Investigados por atuarem como disseminadores de dossiês clandestinos produzidos pela “Abin paralela”, os empresários Richards Pozzer e Rogério Beraldo de Almeida organizaram, entre 2020 e 2022, ataques digitais contra mais de 30 pessoas ou instituições – de Sleeping Giants a Flávio Dino, passando por Sergio Moro e Randolfe Rodrigues. Pozzer e Almeida foram presos na última quinta-feira (11) em operação da Polícia Federal.
O Radar Aos Fatos mapeou oito perfis pertencentes aos empresários – cinco de Pozzer e três de Almeida –, que foram usados em diferentes momentos para driblar a moderação de conteúdo no então Twitter. Sempre que uma das contas era suspensa pela plataforma, os investigados criavam um novo perfil.

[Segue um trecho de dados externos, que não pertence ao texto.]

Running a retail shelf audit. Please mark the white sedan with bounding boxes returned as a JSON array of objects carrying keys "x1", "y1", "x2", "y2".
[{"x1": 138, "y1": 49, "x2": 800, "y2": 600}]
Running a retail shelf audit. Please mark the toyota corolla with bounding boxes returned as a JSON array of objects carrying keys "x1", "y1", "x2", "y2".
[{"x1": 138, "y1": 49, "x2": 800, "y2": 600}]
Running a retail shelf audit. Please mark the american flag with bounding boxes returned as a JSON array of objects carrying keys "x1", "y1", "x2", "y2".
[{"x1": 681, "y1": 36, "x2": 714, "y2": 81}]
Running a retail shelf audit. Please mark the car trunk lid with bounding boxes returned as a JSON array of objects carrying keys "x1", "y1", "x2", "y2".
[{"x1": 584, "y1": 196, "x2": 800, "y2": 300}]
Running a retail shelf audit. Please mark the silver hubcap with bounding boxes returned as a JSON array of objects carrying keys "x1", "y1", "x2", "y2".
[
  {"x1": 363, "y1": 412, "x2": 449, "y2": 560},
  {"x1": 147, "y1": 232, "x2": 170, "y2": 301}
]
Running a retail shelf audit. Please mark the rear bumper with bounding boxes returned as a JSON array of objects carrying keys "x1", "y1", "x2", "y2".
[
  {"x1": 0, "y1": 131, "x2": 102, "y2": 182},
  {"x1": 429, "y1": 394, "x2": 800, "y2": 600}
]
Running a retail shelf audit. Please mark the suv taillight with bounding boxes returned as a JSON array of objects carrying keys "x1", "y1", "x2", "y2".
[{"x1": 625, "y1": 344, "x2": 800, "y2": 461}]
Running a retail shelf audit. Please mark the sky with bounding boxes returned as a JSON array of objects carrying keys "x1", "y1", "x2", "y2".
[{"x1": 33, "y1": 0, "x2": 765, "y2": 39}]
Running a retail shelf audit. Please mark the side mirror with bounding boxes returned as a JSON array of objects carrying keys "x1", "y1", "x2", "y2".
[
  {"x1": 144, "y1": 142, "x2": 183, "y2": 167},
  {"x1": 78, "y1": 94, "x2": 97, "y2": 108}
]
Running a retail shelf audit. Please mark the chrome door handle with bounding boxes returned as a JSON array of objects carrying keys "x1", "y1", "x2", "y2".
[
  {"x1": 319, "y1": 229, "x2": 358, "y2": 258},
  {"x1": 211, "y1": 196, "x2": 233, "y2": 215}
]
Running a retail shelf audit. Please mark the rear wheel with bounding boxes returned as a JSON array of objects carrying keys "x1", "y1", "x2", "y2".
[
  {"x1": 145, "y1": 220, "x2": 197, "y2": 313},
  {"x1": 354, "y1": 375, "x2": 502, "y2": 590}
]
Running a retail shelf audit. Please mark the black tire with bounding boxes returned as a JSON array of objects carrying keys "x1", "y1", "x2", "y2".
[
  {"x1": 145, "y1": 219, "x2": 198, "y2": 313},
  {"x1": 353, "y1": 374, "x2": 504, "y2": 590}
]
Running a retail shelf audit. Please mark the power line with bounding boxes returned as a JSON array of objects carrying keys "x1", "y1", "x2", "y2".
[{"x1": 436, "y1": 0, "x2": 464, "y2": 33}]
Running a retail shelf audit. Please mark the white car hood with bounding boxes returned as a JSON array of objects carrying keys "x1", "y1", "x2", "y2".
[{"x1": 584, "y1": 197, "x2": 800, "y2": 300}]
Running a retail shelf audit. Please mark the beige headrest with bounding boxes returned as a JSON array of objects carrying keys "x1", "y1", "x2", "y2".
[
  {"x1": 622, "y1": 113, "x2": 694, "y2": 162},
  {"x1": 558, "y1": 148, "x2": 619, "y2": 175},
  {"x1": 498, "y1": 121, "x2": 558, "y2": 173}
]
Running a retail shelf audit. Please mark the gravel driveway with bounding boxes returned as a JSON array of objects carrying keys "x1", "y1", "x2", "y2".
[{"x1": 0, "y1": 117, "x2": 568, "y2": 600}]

O mapeamento mostra que os perfis de Pozzer e Almeida faziam campanhas difamatórias contra parlamentares, organizações sociais e outros alvos que criticavam o governo Bolsonaro (em oposição permanente ou de modo pontual). Os dois presos pela PF também ajudaram a disseminar peças de desinformação na linha das pautas defendidas pelo ex-presidente, como o uso da hidroxicloroquina contra a Covid-19 e a defesa do voto impresso.
As campanhas difamatórias e desinformativas circularam mais de 160 vezes em grupos monitorados pelo Radar Aos Fatos no Telegram e também circularam no Whatsapp.
Assim como as ações clandestinas descritas pelo relatório da PF, as ações identificadas pela reportagem seguiam um mesmo modus operandi:
- Os perfis ligados a Pozzer e Almeida divulgavam informações públicas sobre opositores políticos – prestações de contas, processos judiciais e informações sobre posts e seguidores em redes sociais; depois, estabeleciam conexões inexistentes entre elas para insinuar crimes ou levantar teorias da conspiração;
- Outros influenciadores e youtubers eram marcados nos posts para que ajudassem a compartilhar o conteúdo;
- Na maior parte das vezes, as publicações eram feitas em forma de fios no Twitter e usavam hashtags para viralizar.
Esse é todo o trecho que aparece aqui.